行雲流水
2016年6月30日(木)9:01
「EU離脱」(行雲流水)
英国民は、EU(ヨーロッパ連合)からの離脱を選択した。難民や移民の受け入れで雇用の場や福祉予算がうばわれているとして、キャメロン政権へ不信任をつきつけた
▼その余震が世界をふるわせている。株価は急落、円は急騰。日本経済の先行きにも暗雲が立ち込めた。回りまわって宮古経済への影響が出て来ないとも限らない
▼景気後退は国内観光客の出足を鈍らせ、円高の進行は外国人観光客増加のブレーキになる。株価の低迷は年金基金の目減りをもたらし、年金支給額の減額圧力となる
▼砂糖やサトウキビ原料代は、砂糖の国際相場と連動している。国際金融市場としてのロンドンの地位が低下すると、ロンドンの先物・金融インフラ(情報収集、分析、発信能力や機構)の劣化をもたらすであろう。その結果、砂糖相場の乱高下をまねき、糖価調整制度に揺らぎが生じるかもしれない
▼賢者は先を見通し、愚者は後で騒ぐという。投資の先見性について述べた言葉だが、庶民の選択行動についてもあてはまるのではないだろうか。EU離脱騒動は宮古経済と無縁だ、とは言い切れない
▼宮古経済のボリュームは、外貨(島外からの資金流入)によって左右される。
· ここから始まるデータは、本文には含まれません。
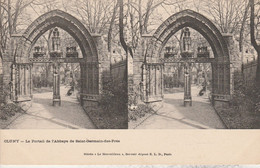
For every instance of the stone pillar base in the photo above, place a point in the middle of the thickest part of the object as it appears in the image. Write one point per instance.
(187, 102)
(56, 102)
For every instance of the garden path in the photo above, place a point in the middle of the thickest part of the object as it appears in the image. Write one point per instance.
(42, 115)
(173, 114)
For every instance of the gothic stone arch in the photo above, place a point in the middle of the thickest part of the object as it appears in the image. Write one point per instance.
(90, 77)
(152, 68)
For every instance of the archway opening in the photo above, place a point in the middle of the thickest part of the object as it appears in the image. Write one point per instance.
(43, 69)
(200, 70)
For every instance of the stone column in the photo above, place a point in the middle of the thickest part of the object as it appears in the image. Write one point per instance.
(187, 86)
(56, 84)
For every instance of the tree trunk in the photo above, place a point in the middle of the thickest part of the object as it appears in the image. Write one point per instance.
(253, 40)
(121, 29)
(109, 36)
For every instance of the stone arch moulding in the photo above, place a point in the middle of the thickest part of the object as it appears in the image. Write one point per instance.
(220, 67)
(65, 21)
(90, 77)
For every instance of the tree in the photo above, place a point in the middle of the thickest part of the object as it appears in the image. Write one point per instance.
(253, 39)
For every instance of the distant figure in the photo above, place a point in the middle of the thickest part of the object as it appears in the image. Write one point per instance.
(70, 91)
(203, 90)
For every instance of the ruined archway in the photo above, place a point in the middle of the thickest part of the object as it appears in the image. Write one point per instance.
(90, 78)
(153, 67)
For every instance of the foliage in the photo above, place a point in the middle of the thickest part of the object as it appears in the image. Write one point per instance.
(113, 103)
(245, 98)
(114, 96)
(9, 110)
(244, 109)
(140, 111)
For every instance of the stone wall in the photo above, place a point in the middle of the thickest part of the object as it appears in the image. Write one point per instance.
(249, 72)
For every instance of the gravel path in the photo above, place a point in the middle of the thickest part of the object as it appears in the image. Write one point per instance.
(42, 115)
(174, 115)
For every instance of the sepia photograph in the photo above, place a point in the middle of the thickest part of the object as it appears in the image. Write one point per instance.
(129, 64)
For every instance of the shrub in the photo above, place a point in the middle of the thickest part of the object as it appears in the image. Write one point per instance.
(114, 97)
(140, 111)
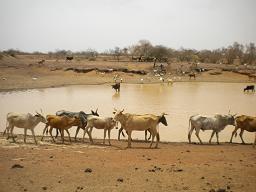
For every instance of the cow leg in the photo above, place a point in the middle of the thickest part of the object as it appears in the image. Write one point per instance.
(109, 136)
(90, 134)
(129, 138)
(62, 135)
(11, 131)
(57, 132)
(105, 130)
(217, 135)
(86, 131)
(197, 134)
(68, 135)
(33, 133)
(157, 139)
(77, 130)
(153, 137)
(254, 141)
(119, 133)
(210, 141)
(45, 128)
(50, 131)
(241, 135)
(25, 135)
(189, 133)
(235, 130)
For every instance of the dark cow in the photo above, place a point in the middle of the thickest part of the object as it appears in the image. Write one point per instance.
(192, 75)
(247, 123)
(249, 87)
(116, 87)
(41, 62)
(69, 58)
(81, 115)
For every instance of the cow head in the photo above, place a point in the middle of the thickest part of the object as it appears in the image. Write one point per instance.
(231, 119)
(163, 119)
(118, 114)
(95, 113)
(40, 117)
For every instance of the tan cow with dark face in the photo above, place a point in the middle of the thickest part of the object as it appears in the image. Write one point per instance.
(131, 122)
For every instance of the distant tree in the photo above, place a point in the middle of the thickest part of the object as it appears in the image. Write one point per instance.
(250, 54)
(142, 48)
(159, 51)
(117, 53)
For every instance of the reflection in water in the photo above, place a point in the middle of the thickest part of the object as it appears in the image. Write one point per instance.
(180, 101)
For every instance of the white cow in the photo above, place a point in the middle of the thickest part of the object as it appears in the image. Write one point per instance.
(25, 121)
(215, 123)
(131, 122)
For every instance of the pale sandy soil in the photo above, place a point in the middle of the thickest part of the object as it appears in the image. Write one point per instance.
(19, 73)
(172, 167)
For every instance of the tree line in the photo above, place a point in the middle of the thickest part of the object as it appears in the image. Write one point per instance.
(245, 54)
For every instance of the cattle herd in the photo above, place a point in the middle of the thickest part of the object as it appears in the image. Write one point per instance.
(64, 120)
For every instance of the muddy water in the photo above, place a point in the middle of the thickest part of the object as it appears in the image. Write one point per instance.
(180, 101)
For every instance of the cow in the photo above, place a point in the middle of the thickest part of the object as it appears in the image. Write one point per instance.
(131, 122)
(247, 123)
(62, 123)
(69, 58)
(41, 62)
(116, 87)
(25, 121)
(162, 120)
(249, 87)
(215, 123)
(107, 124)
(192, 75)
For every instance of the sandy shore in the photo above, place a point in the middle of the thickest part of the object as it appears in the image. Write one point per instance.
(84, 167)
(25, 73)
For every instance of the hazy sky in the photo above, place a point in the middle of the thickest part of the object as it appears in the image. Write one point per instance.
(47, 25)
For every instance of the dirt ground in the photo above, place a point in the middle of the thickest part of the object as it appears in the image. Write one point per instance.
(84, 167)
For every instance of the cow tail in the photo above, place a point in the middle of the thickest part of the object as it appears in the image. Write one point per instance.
(158, 136)
(189, 124)
(7, 124)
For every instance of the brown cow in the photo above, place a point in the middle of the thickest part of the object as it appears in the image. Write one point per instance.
(62, 123)
(247, 123)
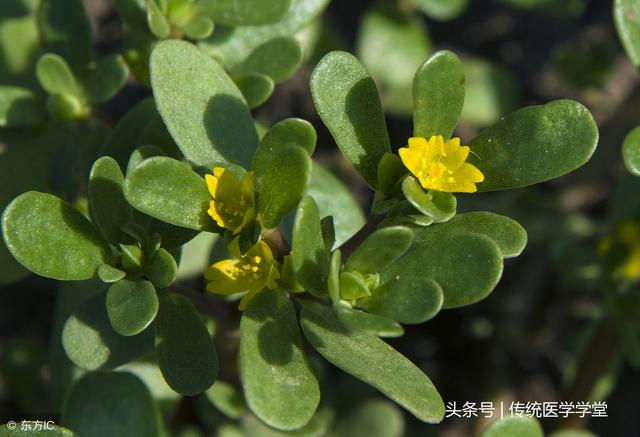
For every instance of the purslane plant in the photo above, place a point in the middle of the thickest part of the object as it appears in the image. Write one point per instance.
(345, 295)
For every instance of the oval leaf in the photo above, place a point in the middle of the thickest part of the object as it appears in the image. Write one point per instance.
(54, 431)
(184, 349)
(279, 384)
(626, 15)
(106, 77)
(507, 233)
(234, 45)
(201, 106)
(347, 101)
(55, 75)
(373, 361)
(286, 132)
(52, 239)
(109, 209)
(131, 306)
(381, 249)
(534, 144)
(91, 343)
(110, 404)
(169, 191)
(19, 107)
(441, 9)
(256, 88)
(438, 95)
(162, 270)
(359, 321)
(631, 151)
(407, 300)
(466, 266)
(439, 206)
(392, 43)
(278, 58)
(335, 199)
(308, 254)
(283, 184)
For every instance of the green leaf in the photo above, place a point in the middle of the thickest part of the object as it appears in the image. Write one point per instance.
(392, 44)
(19, 107)
(438, 205)
(390, 171)
(359, 321)
(508, 234)
(279, 384)
(255, 88)
(352, 286)
(91, 343)
(131, 306)
(626, 16)
(290, 131)
(438, 95)
(107, 404)
(466, 266)
(66, 31)
(522, 426)
(333, 280)
(157, 20)
(407, 300)
(283, 183)
(52, 239)
(572, 433)
(55, 431)
(127, 135)
(245, 12)
(55, 75)
(373, 418)
(19, 45)
(109, 209)
(109, 274)
(107, 76)
(381, 249)
(631, 151)
(227, 399)
(169, 191)
(140, 154)
(233, 45)
(278, 58)
(534, 144)
(335, 199)
(162, 269)
(319, 425)
(201, 106)
(10, 270)
(347, 101)
(441, 9)
(199, 27)
(185, 351)
(373, 361)
(310, 260)
(65, 107)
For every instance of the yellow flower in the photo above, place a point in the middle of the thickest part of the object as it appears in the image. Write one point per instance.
(441, 165)
(233, 205)
(628, 233)
(632, 265)
(251, 272)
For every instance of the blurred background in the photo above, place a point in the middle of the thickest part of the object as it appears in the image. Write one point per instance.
(540, 335)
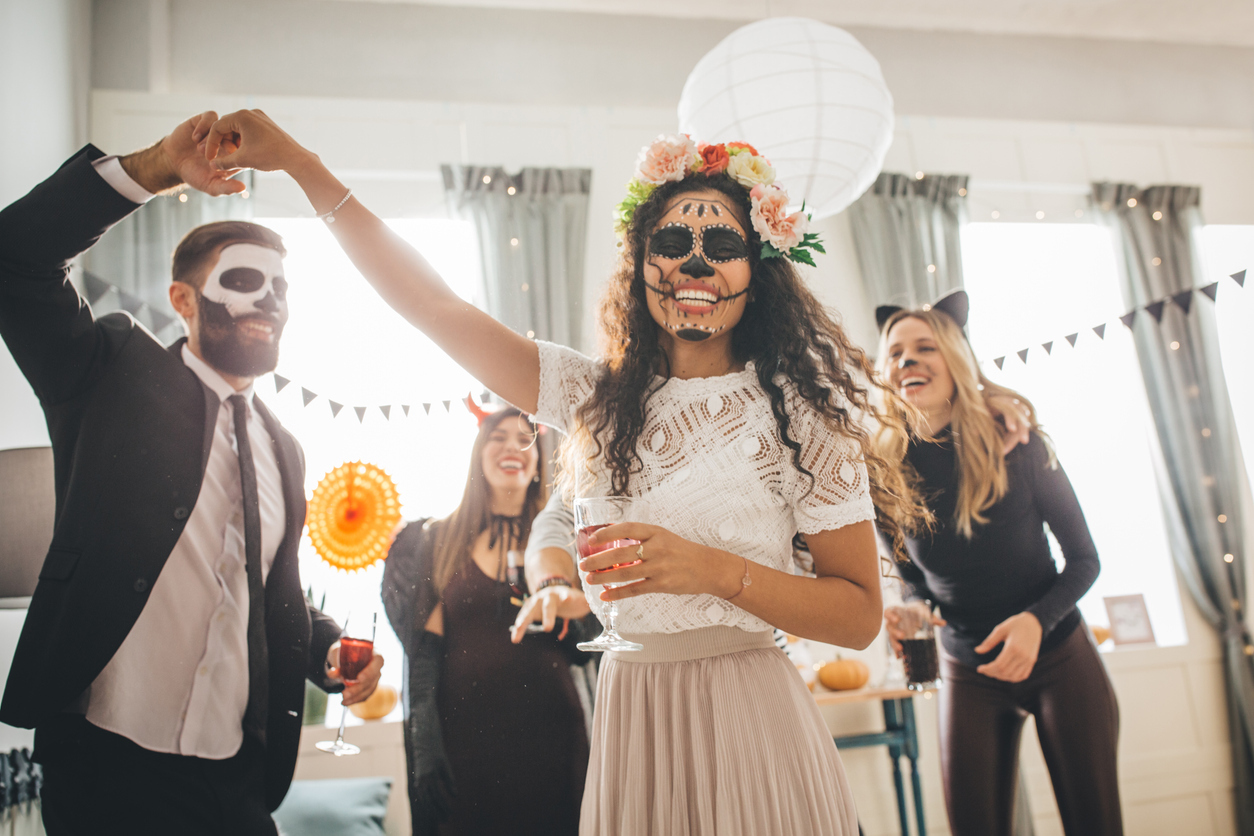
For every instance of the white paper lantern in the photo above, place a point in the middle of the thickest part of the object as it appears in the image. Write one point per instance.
(806, 95)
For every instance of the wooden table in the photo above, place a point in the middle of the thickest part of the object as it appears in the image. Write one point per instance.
(899, 735)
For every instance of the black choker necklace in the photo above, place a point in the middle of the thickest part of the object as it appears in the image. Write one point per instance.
(504, 530)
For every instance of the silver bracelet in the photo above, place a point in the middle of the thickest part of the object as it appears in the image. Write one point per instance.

農畜産物の移出、観光収入、政府支出(交付金、補助金、国の直轄工事、公務員給与など)、島外からの民間投資、年金等だ。これらの項目に影響を及ぼす動きには注目しておく必要がある。もちろん一方では資金流出を防ぐための努力、たとえば地産池消の仕組みをつくる努力を忘れてはなるまい。